Silesia/Czech Silesia:

A historic region spanning northeastern Czech Republic and parts of Poland. The region has been subject to territorial disputes with Poland in the past. The biggest town in Czech Silesia is Ostrava, which is the Czech Republic’s third largest city.


Sokol (meaning ‘falcon‘ in a number of Slavic languages) is a patriotic sports movement founded in the 1860s in Prague. Traditionally, the Sokol organization placed great importance upon physical fitness, and gymnastics practice was a regular activity for hundreds of Sokol members.

Společnost pro vědy a umění (SVU):

See Czechoslovak Society of Arts & Sciences.

Sudeten German:

Ethnic Germans living in the Sudetenland. After WWII, many Sudeten Germans were collectively expelled from the area as a result of the Beneš decrees.

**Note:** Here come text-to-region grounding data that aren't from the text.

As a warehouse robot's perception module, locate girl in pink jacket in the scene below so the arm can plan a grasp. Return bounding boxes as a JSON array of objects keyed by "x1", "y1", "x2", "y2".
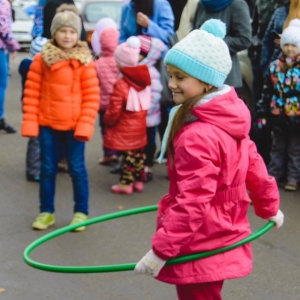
[
  {"x1": 135, "y1": 19, "x2": 283, "y2": 300},
  {"x1": 95, "y1": 27, "x2": 120, "y2": 165}
]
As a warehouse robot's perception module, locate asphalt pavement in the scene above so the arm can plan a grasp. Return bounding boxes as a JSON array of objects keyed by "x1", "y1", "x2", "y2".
[{"x1": 0, "y1": 53, "x2": 300, "y2": 300}]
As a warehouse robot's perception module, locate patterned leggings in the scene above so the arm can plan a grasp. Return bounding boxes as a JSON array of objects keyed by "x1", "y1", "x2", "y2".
[{"x1": 120, "y1": 149, "x2": 145, "y2": 185}]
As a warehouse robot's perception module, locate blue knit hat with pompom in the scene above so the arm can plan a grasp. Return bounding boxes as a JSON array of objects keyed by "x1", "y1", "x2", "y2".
[{"x1": 164, "y1": 19, "x2": 232, "y2": 87}]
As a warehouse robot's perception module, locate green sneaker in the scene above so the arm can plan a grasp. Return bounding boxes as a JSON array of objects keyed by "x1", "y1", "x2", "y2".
[
  {"x1": 32, "y1": 213, "x2": 55, "y2": 230},
  {"x1": 70, "y1": 212, "x2": 88, "y2": 232}
]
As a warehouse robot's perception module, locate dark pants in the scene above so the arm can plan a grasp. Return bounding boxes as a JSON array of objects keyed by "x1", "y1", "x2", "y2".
[
  {"x1": 26, "y1": 138, "x2": 41, "y2": 177},
  {"x1": 268, "y1": 131, "x2": 300, "y2": 180},
  {"x1": 39, "y1": 126, "x2": 89, "y2": 214},
  {"x1": 250, "y1": 58, "x2": 272, "y2": 165},
  {"x1": 176, "y1": 281, "x2": 224, "y2": 300},
  {"x1": 120, "y1": 149, "x2": 145, "y2": 185},
  {"x1": 99, "y1": 109, "x2": 119, "y2": 157}
]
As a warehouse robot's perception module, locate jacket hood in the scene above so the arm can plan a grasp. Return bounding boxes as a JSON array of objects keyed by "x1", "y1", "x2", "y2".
[
  {"x1": 140, "y1": 37, "x2": 167, "y2": 66},
  {"x1": 41, "y1": 40, "x2": 93, "y2": 67},
  {"x1": 99, "y1": 28, "x2": 120, "y2": 56},
  {"x1": 192, "y1": 85, "x2": 251, "y2": 140},
  {"x1": 120, "y1": 65, "x2": 151, "y2": 92}
]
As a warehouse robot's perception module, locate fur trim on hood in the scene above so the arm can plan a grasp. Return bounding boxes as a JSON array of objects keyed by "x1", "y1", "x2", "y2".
[{"x1": 41, "y1": 39, "x2": 93, "y2": 67}]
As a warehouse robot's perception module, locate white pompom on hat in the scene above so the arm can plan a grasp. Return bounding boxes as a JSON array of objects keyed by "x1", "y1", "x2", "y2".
[
  {"x1": 114, "y1": 36, "x2": 141, "y2": 67},
  {"x1": 280, "y1": 19, "x2": 300, "y2": 51},
  {"x1": 164, "y1": 19, "x2": 232, "y2": 87}
]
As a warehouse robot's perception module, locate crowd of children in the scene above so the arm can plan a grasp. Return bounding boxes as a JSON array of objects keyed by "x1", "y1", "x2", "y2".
[{"x1": 11, "y1": 1, "x2": 288, "y2": 300}]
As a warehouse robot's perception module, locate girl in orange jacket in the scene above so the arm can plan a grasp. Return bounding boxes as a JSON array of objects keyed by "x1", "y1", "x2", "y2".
[{"x1": 22, "y1": 4, "x2": 100, "y2": 231}]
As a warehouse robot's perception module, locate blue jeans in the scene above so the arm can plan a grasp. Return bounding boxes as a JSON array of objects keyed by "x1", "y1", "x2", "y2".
[
  {"x1": 0, "y1": 49, "x2": 8, "y2": 119},
  {"x1": 39, "y1": 126, "x2": 89, "y2": 215}
]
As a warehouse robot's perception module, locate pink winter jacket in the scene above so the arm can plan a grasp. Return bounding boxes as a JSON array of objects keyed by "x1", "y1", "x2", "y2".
[
  {"x1": 95, "y1": 28, "x2": 120, "y2": 110},
  {"x1": 152, "y1": 86, "x2": 279, "y2": 284}
]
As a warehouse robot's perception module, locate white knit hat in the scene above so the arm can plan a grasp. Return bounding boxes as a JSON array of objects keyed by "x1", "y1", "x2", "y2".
[
  {"x1": 280, "y1": 19, "x2": 300, "y2": 51},
  {"x1": 164, "y1": 19, "x2": 232, "y2": 87}
]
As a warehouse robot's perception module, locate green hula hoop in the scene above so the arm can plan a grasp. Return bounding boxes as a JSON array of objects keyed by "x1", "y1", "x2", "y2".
[{"x1": 23, "y1": 205, "x2": 275, "y2": 273}]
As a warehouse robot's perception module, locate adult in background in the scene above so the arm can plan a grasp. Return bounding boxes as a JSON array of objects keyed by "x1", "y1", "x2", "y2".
[
  {"x1": 119, "y1": 0, "x2": 174, "y2": 46},
  {"x1": 0, "y1": 0, "x2": 20, "y2": 133},
  {"x1": 248, "y1": 0, "x2": 282, "y2": 165},
  {"x1": 31, "y1": 0, "x2": 47, "y2": 39},
  {"x1": 119, "y1": 0, "x2": 175, "y2": 166},
  {"x1": 193, "y1": 0, "x2": 252, "y2": 89}
]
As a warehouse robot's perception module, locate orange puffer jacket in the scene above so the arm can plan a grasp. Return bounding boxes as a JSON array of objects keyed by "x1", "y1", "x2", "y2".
[{"x1": 22, "y1": 41, "x2": 100, "y2": 141}]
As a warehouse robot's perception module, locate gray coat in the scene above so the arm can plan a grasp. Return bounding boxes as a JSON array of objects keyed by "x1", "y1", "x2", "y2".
[{"x1": 193, "y1": 0, "x2": 252, "y2": 88}]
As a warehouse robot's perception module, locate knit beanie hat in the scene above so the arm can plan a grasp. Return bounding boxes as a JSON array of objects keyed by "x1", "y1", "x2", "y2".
[
  {"x1": 50, "y1": 4, "x2": 82, "y2": 37},
  {"x1": 280, "y1": 19, "x2": 300, "y2": 51},
  {"x1": 114, "y1": 36, "x2": 141, "y2": 67},
  {"x1": 138, "y1": 35, "x2": 152, "y2": 57},
  {"x1": 30, "y1": 36, "x2": 48, "y2": 57},
  {"x1": 164, "y1": 19, "x2": 232, "y2": 87}
]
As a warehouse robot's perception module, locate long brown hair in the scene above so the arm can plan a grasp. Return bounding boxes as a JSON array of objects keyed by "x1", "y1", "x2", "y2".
[
  {"x1": 167, "y1": 87, "x2": 217, "y2": 164},
  {"x1": 282, "y1": 0, "x2": 300, "y2": 30}
]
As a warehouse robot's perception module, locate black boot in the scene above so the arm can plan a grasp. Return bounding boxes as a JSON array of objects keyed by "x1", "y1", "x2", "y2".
[{"x1": 0, "y1": 119, "x2": 17, "y2": 133}]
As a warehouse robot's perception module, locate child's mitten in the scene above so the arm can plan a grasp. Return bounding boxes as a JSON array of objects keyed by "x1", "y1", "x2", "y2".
[
  {"x1": 269, "y1": 209, "x2": 284, "y2": 228},
  {"x1": 134, "y1": 249, "x2": 166, "y2": 277}
]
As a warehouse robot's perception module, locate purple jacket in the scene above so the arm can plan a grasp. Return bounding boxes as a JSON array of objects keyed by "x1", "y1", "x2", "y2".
[
  {"x1": 152, "y1": 85, "x2": 279, "y2": 284},
  {"x1": 0, "y1": 0, "x2": 20, "y2": 52}
]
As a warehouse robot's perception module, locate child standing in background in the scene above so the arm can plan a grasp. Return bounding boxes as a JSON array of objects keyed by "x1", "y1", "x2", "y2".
[
  {"x1": 95, "y1": 27, "x2": 120, "y2": 165},
  {"x1": 18, "y1": 37, "x2": 47, "y2": 182},
  {"x1": 22, "y1": 4, "x2": 100, "y2": 231},
  {"x1": 135, "y1": 19, "x2": 283, "y2": 300},
  {"x1": 257, "y1": 19, "x2": 300, "y2": 191},
  {"x1": 104, "y1": 36, "x2": 151, "y2": 194},
  {"x1": 138, "y1": 35, "x2": 167, "y2": 182}
]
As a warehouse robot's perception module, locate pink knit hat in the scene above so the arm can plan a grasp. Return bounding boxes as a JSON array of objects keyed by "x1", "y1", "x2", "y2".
[
  {"x1": 114, "y1": 36, "x2": 141, "y2": 67},
  {"x1": 138, "y1": 35, "x2": 152, "y2": 57}
]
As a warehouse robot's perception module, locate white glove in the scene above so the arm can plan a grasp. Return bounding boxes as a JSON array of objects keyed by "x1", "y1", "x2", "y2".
[
  {"x1": 268, "y1": 209, "x2": 284, "y2": 228},
  {"x1": 134, "y1": 249, "x2": 167, "y2": 277}
]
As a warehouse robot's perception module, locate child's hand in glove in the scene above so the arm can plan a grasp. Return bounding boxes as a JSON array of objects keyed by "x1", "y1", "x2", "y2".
[
  {"x1": 268, "y1": 209, "x2": 284, "y2": 228},
  {"x1": 134, "y1": 250, "x2": 166, "y2": 277}
]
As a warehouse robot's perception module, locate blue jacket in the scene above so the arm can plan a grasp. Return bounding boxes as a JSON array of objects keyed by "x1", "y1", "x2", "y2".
[{"x1": 119, "y1": 0, "x2": 174, "y2": 45}]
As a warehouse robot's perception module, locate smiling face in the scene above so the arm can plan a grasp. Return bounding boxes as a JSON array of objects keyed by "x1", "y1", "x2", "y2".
[
  {"x1": 167, "y1": 65, "x2": 209, "y2": 104},
  {"x1": 54, "y1": 27, "x2": 78, "y2": 51}
]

Sudetenland/Sudeten region:

The border areas of the Czech Republic with parts of Germany, Austria, and Poland. Prior to their expulsion post-WWII, this area was inhabited predominately by ethnic Germans.

Svatý Mikuláš (cz)/ Svätý Mikuláš (sk):

Held on December 6, Svatý Mikuláš (or St. Nicholas’ Day) celebrations are particularly oriented towards children. Somebody dressed up as St. Nicholas is normally accompanied by an angel and a devil, who ask children about their behavior over the course of the year before handing them small presents.


Tiso, Jozef:

Jozef Tiso was a Catholic priest who was the president of the First Slovak Republic during its existence, from 1939-1945. Following WWII, Tiso was hanged for treason and Nazi collaboration.


Velvet Divorce:

The term given to the split of Czechoslovakia into Slovakia and the Czech Republic, which took effect on January 1, 1993.

Velvet Revolution:

The bloodless overthrow of the Communist government in Czechoslovakia in November 1989 sparked by student demonstrations and popular protests.

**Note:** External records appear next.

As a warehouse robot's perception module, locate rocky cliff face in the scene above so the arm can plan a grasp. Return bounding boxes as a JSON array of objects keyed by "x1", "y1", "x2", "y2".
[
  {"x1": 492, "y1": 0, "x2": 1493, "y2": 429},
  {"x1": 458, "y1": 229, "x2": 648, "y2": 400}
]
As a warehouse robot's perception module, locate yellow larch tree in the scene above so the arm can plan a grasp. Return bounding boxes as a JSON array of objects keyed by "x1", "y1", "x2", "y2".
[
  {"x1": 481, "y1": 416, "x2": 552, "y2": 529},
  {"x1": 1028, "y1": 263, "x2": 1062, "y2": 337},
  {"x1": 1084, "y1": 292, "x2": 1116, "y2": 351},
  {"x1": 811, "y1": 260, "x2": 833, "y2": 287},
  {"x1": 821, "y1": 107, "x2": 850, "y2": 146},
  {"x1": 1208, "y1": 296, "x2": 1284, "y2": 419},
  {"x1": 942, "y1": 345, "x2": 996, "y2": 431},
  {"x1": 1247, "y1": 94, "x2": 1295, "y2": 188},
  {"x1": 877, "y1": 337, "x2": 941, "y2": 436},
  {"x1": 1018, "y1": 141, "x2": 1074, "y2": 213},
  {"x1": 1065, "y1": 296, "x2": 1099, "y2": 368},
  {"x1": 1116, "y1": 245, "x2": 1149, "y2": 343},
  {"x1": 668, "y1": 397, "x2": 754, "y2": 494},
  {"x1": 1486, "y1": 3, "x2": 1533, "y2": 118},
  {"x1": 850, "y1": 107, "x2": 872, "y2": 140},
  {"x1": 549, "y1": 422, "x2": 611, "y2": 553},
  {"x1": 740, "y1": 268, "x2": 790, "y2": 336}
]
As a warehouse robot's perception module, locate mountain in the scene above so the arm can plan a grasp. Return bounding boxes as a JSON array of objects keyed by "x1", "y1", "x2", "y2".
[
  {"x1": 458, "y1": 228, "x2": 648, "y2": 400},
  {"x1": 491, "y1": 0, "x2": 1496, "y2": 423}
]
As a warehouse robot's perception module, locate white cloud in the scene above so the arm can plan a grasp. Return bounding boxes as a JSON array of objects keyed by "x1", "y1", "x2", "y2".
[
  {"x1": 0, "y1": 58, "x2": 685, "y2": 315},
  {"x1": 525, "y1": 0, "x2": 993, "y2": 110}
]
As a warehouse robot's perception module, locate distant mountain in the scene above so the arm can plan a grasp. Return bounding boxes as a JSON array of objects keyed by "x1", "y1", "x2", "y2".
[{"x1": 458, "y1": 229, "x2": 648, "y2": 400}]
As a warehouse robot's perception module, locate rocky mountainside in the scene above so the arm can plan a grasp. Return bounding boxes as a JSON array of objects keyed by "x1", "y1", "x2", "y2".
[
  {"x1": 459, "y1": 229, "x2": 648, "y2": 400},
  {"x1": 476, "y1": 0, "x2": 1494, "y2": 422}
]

The Czech for pork, dumplings and sauerkraut. A traditional Czech dish.


The longest river in the Czech Republic, which runs through the center of the country’s capital, Prague. The River Vltava is also sometimes known by its German name – the Moldau.


Warsaw Pact invasion:

The Warsaw Pact invasion occurred on August 21, 1968 in response to the reforms of Alexander Dubček that marked the Prague Spring. The Soviet-led invasion (along with Bulgaria, East Germany, Hungary, and Poland) succeeded in quashing the reforms and instituting “normalization,” a return to a hard-line form of communism.